5. What has been your biggest challenge since creating OTB? I’m a very passionate person and that’s with everything I do. If I am managing an artist, I’m so serious about their career sometimes more than they are. That has definitely been the biggest challenge. When I am pushing my own stuff, I don’t have to wait for anyone. Whereas as a manager I can only do so much without the artist. It’s the frustration of being the horse keeper trying to force the horse to drink. However, I’m learning a lot about being patient with people and not being so pushy. I have a very charge forward attitude when it comes to my music work. I used to think this was normal but now I know it’s a rare quality.
6. You have a great roster of local talent, what do you look for in an artist before signing them to OTB? When signing an artist I look for talent and authenticity first of all.

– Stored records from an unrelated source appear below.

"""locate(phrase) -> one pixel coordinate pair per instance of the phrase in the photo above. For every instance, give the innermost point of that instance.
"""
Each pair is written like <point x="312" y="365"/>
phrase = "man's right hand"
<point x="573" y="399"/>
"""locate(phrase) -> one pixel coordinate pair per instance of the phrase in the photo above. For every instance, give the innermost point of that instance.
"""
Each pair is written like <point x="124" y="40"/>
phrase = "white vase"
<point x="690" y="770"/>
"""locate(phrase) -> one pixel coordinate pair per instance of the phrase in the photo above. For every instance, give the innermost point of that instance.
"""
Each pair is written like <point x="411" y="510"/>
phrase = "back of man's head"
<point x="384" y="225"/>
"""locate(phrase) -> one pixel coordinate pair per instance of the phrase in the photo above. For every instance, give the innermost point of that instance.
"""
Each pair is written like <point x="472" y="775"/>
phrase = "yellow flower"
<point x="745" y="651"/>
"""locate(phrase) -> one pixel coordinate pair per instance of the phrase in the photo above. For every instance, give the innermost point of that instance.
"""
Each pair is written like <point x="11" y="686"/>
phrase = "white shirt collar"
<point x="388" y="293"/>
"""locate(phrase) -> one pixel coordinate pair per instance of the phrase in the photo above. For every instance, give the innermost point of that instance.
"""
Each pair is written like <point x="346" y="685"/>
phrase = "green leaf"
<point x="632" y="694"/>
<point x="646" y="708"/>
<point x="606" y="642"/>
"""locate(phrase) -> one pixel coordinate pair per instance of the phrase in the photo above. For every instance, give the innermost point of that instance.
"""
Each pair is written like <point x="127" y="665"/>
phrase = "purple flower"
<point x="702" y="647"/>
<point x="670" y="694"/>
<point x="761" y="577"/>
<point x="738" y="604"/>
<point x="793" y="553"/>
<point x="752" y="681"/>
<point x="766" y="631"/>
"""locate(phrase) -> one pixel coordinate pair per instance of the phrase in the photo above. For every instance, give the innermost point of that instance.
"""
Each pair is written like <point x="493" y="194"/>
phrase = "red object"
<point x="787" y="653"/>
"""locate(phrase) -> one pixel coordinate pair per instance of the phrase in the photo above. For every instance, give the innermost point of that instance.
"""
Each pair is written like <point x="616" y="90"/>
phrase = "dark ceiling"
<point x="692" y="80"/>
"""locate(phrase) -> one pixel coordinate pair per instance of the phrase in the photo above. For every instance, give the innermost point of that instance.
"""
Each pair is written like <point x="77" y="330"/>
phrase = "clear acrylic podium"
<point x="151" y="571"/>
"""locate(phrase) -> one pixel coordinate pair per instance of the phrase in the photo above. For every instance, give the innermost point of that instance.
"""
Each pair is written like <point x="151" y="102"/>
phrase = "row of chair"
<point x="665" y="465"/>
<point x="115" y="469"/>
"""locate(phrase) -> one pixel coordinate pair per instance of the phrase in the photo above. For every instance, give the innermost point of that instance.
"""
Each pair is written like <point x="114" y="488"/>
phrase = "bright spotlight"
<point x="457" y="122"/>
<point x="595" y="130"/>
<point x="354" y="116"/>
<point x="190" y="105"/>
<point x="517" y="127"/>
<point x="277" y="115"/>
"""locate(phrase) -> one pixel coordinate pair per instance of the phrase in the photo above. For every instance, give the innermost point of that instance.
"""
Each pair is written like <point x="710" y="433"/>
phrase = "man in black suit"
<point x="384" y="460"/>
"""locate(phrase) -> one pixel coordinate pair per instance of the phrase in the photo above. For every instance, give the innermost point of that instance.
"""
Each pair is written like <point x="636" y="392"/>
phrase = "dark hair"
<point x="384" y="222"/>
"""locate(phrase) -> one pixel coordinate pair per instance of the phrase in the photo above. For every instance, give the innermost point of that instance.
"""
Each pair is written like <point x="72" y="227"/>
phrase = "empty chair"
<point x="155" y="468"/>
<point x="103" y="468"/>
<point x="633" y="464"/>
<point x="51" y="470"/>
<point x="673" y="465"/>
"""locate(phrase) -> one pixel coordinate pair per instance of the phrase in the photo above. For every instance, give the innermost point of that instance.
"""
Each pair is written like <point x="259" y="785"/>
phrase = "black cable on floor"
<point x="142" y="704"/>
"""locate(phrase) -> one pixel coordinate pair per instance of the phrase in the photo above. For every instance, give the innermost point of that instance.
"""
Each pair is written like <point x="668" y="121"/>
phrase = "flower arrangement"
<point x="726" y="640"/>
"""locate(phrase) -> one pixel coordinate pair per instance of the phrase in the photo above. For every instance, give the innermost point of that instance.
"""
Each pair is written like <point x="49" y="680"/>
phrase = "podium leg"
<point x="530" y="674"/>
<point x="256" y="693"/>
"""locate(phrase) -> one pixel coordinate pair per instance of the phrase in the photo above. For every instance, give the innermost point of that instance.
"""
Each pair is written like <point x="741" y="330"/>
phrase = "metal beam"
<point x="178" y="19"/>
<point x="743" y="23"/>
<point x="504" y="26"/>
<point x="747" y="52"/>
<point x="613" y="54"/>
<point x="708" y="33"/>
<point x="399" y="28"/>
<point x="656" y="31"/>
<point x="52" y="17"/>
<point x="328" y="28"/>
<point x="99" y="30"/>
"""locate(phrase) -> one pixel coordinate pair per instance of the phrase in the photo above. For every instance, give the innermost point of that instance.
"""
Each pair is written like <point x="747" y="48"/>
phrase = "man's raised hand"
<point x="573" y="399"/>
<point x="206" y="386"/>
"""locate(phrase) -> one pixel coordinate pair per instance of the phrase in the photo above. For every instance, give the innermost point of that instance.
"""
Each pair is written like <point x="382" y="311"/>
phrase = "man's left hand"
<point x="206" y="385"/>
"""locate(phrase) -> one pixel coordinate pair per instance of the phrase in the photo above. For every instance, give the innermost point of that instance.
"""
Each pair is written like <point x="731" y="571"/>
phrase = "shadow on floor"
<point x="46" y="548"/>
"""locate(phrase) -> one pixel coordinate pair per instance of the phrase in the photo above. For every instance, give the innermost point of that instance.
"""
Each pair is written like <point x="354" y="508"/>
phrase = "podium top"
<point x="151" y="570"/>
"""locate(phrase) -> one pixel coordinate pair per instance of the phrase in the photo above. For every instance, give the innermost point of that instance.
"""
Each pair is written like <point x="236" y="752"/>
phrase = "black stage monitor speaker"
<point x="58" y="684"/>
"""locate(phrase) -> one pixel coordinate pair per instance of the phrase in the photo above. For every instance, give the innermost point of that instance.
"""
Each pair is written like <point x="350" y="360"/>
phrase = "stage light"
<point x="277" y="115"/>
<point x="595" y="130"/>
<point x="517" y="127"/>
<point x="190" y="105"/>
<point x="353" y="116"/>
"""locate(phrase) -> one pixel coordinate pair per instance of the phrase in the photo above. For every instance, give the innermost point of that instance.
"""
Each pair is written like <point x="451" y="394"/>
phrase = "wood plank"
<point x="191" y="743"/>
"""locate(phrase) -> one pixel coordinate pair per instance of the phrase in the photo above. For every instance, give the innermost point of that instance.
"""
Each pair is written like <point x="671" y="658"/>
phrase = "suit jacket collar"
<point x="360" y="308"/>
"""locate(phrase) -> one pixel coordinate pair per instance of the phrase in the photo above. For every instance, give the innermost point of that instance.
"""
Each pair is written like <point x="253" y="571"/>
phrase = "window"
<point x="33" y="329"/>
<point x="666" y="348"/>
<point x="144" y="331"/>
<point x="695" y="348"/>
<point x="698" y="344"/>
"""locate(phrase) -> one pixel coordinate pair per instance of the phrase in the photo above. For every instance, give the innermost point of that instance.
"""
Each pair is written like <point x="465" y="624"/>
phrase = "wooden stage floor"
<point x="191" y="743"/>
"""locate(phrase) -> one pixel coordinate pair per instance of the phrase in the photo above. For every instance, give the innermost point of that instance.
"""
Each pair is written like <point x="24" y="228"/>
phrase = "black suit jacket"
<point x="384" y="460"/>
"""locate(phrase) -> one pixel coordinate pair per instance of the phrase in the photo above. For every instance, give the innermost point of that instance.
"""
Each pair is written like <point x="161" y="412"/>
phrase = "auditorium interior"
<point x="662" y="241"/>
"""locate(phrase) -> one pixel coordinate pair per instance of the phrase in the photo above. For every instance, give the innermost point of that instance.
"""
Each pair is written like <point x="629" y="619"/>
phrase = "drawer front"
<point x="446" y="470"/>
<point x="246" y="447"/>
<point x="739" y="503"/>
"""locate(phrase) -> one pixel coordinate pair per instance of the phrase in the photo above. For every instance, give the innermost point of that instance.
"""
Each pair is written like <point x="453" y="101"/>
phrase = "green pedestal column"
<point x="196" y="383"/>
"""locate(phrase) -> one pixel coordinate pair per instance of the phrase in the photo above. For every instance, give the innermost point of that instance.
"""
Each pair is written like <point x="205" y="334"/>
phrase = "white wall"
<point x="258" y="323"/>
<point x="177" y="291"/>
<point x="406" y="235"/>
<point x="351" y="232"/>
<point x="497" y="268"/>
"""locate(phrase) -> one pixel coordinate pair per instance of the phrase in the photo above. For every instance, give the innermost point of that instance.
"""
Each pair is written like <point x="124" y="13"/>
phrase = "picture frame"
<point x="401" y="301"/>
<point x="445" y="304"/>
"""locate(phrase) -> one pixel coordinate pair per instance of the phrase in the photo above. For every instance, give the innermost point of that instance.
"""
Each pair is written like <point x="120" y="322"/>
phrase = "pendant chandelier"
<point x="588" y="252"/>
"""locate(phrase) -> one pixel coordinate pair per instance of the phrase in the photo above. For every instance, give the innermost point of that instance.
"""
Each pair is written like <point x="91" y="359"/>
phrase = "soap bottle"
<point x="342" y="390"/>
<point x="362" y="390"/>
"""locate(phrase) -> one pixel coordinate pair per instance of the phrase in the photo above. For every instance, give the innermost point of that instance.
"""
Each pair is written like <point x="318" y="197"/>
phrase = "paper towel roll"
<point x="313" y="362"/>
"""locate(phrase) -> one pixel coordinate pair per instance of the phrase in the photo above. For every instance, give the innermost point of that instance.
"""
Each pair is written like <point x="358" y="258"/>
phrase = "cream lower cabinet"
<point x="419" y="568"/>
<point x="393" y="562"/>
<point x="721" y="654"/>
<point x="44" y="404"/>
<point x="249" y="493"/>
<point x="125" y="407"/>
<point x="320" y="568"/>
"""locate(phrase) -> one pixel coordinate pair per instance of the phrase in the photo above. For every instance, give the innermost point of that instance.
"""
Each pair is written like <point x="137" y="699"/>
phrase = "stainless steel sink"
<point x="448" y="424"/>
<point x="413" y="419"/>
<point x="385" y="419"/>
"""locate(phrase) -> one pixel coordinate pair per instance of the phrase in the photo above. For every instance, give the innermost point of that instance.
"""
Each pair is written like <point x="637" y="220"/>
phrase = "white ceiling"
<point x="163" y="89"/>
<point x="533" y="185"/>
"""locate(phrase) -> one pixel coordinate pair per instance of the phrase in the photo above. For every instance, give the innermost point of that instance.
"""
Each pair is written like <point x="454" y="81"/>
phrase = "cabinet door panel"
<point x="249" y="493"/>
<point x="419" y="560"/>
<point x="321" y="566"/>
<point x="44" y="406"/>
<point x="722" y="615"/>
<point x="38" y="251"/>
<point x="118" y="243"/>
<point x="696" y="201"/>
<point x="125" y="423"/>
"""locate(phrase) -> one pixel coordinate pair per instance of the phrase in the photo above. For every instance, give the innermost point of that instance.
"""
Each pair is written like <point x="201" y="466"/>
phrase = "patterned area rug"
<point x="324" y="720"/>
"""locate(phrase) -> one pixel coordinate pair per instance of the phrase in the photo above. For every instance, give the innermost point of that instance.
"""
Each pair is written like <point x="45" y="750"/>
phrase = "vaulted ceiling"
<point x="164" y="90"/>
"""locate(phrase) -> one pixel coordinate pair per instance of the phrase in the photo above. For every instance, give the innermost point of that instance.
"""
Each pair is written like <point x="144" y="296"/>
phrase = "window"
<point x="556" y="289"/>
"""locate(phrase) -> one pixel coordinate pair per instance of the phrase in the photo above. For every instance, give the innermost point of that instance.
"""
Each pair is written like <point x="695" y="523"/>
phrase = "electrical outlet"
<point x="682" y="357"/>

I have to believe they are able to thrive in the marketplace, simply put they have to be sellable. Then you have to be willing to ride for it because hard work beats talent. The artist and I got to have some type of synergy to be able to work together. Before, I had the fear of missing out so I would try and work with anyone who I saw potential in but now I am a lot more strict with my requirements. That’s something that will naturally come with progression. As one’s credentials go up you have more options, more work and less time for BS.
7. How has the music industry changed since you entered into it? The music business has changed immensely since I started doing music. On the good side of the coin, it is much easier to be independent now. When I started doing music videos, for example, you had to spend at least 3 thousand pounds for a decent vid that would good enough to get on MTV base. There was no youtube and it was before the canon 5Ds came out. The 5Ds allow people to film high definition music videos for a much lower cost. So I think things are much better now for independent artists and labels.
On the flip side, however, I think quality control is a myth now. It’s so easy for any Tom, Dick, and Harry to put stuff out now. Before you would get to go studio like once a week and more time had to pay for it. So you would spend all week writing and practising your bars, making sure your sh!t was tight. Now you can make a tune in your bedroom, shoot a video in your backyard and upload it online and that’s you. It’s not that serious. With that, even the audience has gotten used to sh!t, but that’s just my opinion. Also, the message in the music has gotten crazier and so has the world but that’s a conversation for another time.
8. What can we expect from OTB throughout 2017? In 2017 you can expect a lot more from the OTB roster. I don’t want to give too much away, I just want people to enjoy the show. You will definitely see a lot more from the likes of DeJay, King Aggi, Pine, Pariah, Kodi and many more acts.
9. Any last words? Only when realise you’re just like everybody else will you no longer be like everybody else.